The Obama administration is in the doldrums, and not only because it’s August. Is it that the president has a short attention span, or that he’s insufficiently ideological, or have Republicans just worn him down? Three lefty pundits opined on the issue earlier this week.

In a Tuesday New Republic piece, Georgetown history professor Michael Kazin identified “Obama’s sober mistrust of ideology and partisanship” as an obstacle to progress and urged Obama to go beyond “pragmatism” (emphasis added):

Why has Barack Obama—one of the most eloquent and thoughtful of recent presidents—become such a terrible politician? Midway through his sixth year in office, his ineptitude is pretty clear. He frustrated and demobilized the huge base he built during his campaigns and, unless the polls turn around quickly, will be watching from the White House as the GOP takes full control of Congress this fall…

Obama is governing a nation full of discouraged, sometimes angry people, and he seems unable or unwilling to address their discontent in any sustained or effective way. Worse, except for those deluded souls who believe he’s a tyrannical socialist, the president has become a rather boring and insignificant figure...

[I]f Obama cares deeply about anything he has accomplished or intends to accomplish, he has made no serious or sustained attempt to let us know…No topic seems to hold his interest very long…

…Instead of helping him navigate the political rapids, Obama’s sober mistrust of ideology and partisanship has left him without the ability to change the course of the nation or the thinking of its citizens in any significant way.  

Of course, the man had a lot to overcome. Obama took office with an economy tilting toward chaos and two not-so-little wars requiring urgent settlement. From the start, the opposition party has lived up to its name with a discipline Lenin would have admired. And, with the exception of the LGBT movement, no popular force on the left has mustered the resources or staying power to counter the zeal of Tea Partiers and the money of the Kochs and their ilk. Given all this, it’s remarkable that Obama achieved most of what he set out to do… 

…[I]f he truly cares about his legacy, he ought to realize, right now, that pragmatism is never enough.


-- Also on Tuesday, Charles Pierce of Esquire contended that Obama, though understandably discouraged by five-plus years of GOP extremism, should push back and “say anything he wants now”:

[T]he president is not a "divisive figure." He has been made into a divisive figure...The harder he preached his message of conciliation, the more his enemies made a figure of division out of him…He placed himself in a kind of box because his rhetoric about racial reconciliation and one America failed to take into account the political utility of entrenched racism…

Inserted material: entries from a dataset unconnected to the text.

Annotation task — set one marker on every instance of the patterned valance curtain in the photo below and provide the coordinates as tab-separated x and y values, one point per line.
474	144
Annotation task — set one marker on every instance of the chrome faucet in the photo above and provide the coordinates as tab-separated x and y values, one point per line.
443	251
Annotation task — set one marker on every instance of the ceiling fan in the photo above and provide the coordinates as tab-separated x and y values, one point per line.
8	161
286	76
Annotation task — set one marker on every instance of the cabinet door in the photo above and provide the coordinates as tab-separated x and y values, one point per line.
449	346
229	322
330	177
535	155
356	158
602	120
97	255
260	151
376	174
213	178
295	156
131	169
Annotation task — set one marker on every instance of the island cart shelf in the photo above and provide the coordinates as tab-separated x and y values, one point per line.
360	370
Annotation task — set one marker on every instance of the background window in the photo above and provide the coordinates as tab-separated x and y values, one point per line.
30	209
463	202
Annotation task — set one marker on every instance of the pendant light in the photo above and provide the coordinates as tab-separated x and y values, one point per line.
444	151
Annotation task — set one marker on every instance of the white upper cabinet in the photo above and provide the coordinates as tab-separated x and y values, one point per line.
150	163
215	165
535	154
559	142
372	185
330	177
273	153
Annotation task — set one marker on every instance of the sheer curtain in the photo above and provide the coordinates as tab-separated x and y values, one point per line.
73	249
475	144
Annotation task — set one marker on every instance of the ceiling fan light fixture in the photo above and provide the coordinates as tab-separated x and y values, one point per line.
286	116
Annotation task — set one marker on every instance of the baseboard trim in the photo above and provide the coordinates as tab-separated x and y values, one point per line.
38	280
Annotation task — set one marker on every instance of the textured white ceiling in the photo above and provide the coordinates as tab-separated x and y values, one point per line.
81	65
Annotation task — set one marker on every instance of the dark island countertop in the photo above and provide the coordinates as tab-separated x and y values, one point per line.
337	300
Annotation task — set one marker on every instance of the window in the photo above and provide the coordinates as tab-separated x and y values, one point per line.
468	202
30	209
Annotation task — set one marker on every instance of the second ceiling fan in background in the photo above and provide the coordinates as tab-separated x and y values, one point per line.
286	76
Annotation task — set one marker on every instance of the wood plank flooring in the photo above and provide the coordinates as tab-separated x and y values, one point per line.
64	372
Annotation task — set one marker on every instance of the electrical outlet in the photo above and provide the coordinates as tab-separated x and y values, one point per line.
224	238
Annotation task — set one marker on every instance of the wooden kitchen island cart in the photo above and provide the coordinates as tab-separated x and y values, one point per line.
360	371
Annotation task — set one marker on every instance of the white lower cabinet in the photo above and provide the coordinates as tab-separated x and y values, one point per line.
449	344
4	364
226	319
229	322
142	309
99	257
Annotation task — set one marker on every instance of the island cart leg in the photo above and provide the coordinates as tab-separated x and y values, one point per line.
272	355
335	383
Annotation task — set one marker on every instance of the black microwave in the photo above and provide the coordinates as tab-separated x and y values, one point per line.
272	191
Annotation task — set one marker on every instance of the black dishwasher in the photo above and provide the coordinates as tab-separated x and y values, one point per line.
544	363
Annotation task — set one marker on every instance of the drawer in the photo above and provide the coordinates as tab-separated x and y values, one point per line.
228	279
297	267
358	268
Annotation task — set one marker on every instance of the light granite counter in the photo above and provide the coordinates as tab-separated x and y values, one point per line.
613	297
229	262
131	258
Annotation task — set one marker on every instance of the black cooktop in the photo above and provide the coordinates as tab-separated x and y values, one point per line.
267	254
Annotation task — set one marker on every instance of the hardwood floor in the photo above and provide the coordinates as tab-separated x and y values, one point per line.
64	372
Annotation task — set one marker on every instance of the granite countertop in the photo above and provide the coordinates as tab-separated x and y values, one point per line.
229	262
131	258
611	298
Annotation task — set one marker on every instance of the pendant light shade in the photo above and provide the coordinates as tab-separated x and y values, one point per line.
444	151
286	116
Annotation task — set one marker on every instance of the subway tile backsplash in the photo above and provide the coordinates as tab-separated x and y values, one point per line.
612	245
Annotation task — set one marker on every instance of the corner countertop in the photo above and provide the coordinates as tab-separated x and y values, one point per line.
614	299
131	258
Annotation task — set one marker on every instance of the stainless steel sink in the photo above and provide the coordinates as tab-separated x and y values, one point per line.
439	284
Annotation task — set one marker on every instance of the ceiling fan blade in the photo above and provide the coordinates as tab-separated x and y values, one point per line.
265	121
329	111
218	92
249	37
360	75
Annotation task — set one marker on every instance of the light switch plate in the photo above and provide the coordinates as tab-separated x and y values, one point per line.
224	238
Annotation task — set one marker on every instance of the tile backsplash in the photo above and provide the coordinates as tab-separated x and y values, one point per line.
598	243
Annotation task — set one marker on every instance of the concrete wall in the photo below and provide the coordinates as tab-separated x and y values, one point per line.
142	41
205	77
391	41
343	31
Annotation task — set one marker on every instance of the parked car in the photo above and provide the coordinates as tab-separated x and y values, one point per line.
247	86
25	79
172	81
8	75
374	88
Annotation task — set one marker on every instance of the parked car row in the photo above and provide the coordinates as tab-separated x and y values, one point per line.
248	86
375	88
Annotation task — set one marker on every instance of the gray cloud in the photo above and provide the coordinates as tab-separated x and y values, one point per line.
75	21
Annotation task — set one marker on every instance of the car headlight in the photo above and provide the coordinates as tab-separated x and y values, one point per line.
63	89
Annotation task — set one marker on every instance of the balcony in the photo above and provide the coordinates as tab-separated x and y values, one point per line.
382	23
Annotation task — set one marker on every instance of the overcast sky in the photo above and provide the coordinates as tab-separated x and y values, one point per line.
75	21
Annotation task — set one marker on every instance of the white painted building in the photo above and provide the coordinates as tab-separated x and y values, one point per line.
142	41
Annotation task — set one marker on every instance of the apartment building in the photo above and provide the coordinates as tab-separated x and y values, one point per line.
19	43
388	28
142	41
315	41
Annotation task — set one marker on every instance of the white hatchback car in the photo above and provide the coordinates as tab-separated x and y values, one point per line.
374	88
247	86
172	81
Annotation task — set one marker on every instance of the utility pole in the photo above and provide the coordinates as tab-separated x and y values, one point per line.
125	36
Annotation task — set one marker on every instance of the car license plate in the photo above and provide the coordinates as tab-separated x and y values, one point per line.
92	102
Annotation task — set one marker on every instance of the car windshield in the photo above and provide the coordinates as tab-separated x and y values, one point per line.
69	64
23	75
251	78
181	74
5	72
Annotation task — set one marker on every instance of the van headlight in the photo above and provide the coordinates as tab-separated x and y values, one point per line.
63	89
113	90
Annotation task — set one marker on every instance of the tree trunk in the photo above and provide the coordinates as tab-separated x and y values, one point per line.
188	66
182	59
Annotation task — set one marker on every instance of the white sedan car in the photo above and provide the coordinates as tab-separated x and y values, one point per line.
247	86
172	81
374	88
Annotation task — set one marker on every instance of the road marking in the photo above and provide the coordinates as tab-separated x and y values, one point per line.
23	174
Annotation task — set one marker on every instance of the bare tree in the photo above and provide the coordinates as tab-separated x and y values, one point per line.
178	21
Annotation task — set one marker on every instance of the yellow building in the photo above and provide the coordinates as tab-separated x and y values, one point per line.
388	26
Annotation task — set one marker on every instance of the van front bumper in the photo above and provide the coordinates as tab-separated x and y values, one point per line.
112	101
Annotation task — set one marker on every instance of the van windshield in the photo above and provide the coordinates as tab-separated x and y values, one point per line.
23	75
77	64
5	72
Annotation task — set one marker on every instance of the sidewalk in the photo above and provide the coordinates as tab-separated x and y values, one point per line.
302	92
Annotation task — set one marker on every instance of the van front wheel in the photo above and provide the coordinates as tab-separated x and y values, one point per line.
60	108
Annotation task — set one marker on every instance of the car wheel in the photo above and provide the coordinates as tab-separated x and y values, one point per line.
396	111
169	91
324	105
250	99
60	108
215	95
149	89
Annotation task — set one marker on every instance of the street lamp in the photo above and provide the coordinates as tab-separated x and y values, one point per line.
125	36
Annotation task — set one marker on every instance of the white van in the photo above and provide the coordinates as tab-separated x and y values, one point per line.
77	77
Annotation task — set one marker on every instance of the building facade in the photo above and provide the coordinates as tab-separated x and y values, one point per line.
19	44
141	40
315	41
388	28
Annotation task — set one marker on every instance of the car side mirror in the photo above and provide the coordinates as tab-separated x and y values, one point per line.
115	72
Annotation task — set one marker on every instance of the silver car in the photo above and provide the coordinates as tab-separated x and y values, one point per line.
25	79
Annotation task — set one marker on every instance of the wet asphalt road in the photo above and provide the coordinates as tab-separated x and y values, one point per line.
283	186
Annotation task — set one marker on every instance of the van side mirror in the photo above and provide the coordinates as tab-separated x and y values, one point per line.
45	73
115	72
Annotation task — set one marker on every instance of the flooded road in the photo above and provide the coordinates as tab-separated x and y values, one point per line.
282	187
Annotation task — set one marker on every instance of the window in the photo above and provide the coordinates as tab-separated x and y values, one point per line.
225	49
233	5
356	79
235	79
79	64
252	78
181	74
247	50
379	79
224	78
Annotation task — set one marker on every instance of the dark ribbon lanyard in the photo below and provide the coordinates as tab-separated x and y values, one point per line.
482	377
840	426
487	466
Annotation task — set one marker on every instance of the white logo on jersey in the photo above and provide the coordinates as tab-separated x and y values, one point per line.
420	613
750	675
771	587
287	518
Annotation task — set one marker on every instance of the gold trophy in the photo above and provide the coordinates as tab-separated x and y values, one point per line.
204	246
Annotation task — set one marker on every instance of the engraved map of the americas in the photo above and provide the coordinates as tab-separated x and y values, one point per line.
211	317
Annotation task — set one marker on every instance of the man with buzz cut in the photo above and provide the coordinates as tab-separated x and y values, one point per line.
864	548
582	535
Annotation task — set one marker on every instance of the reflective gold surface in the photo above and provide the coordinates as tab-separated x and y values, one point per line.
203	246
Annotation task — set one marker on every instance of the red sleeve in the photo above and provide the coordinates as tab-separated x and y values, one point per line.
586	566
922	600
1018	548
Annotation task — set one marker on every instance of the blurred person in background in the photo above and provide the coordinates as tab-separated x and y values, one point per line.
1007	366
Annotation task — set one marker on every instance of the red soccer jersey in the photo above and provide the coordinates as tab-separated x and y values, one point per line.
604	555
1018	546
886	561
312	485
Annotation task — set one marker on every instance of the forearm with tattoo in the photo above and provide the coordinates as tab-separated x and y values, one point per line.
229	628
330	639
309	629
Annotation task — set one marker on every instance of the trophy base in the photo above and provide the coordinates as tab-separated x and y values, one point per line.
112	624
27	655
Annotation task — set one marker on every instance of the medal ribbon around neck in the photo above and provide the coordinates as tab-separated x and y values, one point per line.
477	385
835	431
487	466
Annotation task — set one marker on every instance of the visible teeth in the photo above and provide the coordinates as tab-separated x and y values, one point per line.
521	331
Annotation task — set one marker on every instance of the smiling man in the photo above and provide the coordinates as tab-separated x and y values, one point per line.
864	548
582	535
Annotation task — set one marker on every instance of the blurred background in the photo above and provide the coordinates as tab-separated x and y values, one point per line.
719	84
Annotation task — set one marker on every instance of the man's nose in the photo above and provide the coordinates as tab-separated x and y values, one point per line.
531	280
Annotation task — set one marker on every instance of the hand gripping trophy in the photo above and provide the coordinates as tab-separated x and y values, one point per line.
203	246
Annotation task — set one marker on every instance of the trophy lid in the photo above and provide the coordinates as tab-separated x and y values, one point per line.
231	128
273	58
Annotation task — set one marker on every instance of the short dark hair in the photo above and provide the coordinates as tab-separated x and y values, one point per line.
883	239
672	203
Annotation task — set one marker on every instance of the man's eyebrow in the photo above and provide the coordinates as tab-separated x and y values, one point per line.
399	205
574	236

Weariness in a president is understandable…But, even at the end of their respective ropes, LBJ got a gun-control law passed, and Nixon increased the minimum wage, and Reagan managed to work with Gorbachev, and Lincoln managed to win the Civil War. The president can say anything he wants now. He will never run for re-election again. His opponents are going to screech like ravens on meth no matter what he says…

-- And Kevin Drum of Mother Jones wondered on Wednesday why Obama wanted to be president in the first place:

Obama is an odd duck. It's not just that he doesn't schmooze. As near as I can tell, he has a barely concealed contempt for Congress. He doesn't really enjoy playing the political game…Even if Republicans were acting like a normal political party these days, I still don't think he'd enjoy it much. And yet, he spent years campaigning for the top political job in the United States. It's a little bit of a mystery, frankly.